Exasperated, Kate rolled her eyes like a disgusted teenager. "What do you want me to say? It's hopeless! Everything I've been charged with is true. Everything I'm charged with is really what I did."

She hit the arm of her chair with her palm, enunciating every word. "I'm here. For. What I did. And there's no excuse, no explanation that will change the goddamn jury's mind, Jack." She glared, but he knew she wasn't glaring at him – her ferocity was directed towards herself.
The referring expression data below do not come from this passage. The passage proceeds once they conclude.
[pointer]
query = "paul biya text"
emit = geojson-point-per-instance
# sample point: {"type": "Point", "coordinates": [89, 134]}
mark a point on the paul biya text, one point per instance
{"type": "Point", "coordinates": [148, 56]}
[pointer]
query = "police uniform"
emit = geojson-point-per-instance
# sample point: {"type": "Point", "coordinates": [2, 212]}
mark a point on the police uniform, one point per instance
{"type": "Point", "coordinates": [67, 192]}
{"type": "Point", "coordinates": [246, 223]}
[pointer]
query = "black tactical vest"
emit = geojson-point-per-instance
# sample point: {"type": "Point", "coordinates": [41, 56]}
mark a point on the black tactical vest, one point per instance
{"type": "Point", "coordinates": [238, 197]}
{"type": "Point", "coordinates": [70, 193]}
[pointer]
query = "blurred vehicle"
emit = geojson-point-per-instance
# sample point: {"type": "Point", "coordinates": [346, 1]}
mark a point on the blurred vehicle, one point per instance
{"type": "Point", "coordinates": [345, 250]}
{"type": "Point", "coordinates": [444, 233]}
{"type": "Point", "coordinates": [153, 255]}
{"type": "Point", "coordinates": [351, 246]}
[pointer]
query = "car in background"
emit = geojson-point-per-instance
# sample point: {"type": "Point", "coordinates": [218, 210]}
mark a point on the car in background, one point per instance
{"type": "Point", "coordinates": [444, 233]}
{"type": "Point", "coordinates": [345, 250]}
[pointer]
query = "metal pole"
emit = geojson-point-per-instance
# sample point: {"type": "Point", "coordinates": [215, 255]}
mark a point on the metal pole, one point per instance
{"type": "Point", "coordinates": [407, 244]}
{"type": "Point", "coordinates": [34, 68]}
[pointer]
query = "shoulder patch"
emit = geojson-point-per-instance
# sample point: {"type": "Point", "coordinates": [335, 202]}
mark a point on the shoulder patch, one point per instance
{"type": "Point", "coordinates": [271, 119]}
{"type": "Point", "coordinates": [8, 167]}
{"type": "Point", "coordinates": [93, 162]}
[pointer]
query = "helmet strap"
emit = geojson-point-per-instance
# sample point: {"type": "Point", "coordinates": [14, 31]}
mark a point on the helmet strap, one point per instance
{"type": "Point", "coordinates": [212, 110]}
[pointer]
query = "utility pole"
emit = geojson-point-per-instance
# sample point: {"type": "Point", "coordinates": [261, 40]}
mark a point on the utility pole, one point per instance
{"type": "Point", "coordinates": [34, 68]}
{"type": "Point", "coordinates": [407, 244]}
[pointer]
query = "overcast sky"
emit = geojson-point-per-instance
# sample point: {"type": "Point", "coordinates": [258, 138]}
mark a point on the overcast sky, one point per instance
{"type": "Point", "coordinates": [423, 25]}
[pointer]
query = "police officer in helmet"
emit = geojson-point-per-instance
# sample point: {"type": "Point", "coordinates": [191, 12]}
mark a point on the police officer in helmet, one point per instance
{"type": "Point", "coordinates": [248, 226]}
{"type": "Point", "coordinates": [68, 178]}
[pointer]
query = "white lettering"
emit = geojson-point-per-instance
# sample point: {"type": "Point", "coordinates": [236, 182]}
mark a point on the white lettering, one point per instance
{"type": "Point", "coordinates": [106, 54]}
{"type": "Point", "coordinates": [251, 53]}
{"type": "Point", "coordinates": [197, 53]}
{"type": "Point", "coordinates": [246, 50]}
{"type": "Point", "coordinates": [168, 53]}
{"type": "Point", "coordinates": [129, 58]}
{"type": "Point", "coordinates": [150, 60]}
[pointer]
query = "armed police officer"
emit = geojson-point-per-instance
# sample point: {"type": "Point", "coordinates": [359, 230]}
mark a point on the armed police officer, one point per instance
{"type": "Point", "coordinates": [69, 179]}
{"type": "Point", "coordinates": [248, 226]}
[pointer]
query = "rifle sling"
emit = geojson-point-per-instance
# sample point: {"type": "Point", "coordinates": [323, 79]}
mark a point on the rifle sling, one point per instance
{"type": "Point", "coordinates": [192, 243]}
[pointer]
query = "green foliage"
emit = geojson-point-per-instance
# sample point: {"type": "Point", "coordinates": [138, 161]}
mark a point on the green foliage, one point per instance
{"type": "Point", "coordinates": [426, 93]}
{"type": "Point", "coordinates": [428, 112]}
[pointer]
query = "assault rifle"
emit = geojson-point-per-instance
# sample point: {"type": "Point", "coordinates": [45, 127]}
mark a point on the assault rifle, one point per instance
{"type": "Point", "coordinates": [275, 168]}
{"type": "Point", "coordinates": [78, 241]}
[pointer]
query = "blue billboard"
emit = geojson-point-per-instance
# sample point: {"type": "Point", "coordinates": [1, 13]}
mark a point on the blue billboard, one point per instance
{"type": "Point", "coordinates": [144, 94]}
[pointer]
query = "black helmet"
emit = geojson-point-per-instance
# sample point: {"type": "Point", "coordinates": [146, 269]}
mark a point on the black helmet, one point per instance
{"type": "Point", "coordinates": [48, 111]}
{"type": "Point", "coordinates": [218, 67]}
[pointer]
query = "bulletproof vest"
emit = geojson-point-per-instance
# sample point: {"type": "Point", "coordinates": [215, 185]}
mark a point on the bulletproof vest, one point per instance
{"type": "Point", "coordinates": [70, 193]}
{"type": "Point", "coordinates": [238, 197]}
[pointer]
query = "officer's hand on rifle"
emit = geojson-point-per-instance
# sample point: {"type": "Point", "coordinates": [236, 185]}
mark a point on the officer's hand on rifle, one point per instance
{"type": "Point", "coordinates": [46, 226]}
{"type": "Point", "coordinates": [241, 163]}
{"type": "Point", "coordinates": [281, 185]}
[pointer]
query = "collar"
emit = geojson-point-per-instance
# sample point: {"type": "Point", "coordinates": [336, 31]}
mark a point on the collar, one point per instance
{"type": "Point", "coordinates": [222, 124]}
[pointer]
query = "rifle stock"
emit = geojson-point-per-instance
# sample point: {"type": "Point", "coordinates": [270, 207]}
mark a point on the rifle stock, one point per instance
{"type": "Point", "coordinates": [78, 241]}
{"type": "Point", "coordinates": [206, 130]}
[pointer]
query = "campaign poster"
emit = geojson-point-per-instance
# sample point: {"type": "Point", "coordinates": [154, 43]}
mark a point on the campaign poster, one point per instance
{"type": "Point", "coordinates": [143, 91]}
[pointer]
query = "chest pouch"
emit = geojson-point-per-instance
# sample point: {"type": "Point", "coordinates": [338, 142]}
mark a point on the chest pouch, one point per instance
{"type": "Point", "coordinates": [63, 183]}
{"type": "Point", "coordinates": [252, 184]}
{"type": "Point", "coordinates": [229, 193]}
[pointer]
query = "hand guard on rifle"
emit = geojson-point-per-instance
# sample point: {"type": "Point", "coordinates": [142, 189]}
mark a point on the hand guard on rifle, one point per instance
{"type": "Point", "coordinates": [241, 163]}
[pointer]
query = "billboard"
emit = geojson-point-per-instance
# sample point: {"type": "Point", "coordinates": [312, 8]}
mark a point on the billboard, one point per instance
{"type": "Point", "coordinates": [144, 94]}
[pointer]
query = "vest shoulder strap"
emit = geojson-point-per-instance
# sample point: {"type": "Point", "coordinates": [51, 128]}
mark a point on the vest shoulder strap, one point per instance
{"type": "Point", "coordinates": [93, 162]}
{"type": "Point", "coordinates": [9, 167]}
She leaned forward.

"Thirty years in prison. That's what he said it could be." Her voice caught. "I would be fifty-seven. I would be fifty-seven." She repeated. And then she exhaled a long, labored breath. She closed her eyes for a second, and then opened them, blinking hard.

And Jack knew Kate was relieved to have finally said it. She sat slumped in her chair, almost deflated of all the bottled up thoughts she had let out. Her mouth was in a hard, thin line, severe and unforgiving. Her bony arms were wrapped around herself like they always were when she was trying to protect herself. She was trying to hold herself together, still blinking angrily at unwanted tears.

Jack leaned across the table and put his hands on her cheeks lovingly. She looked up at him mournfully. Jack smiled sadly.

"And I'll be sixty-one and waiting for you."

Kate laughed softly through her tears. "I believe you." she said after a moment.

A security guard barked loudly, addressing the whole room full of people. "Visiting hour is over!"

And chairs scraped, goodbyes were said, and feet scuffled. Finally, reluctantly, Jack let go of Kate. He turned to go, and was halfway across the room, when he heard Kate call him.

"Hey Jack?"

He turned to face her again, his hands in his pockets. She remained seated although the last of the other prisoners were already walking back to their cells.

She nodded. "Go to the wedding. You were our savior. And I think…" She stood up at the impatient urging of the security guard. "I think to most of us, you still are."

She smiled a little, that familiar crooked grin, and was escorted out of the room.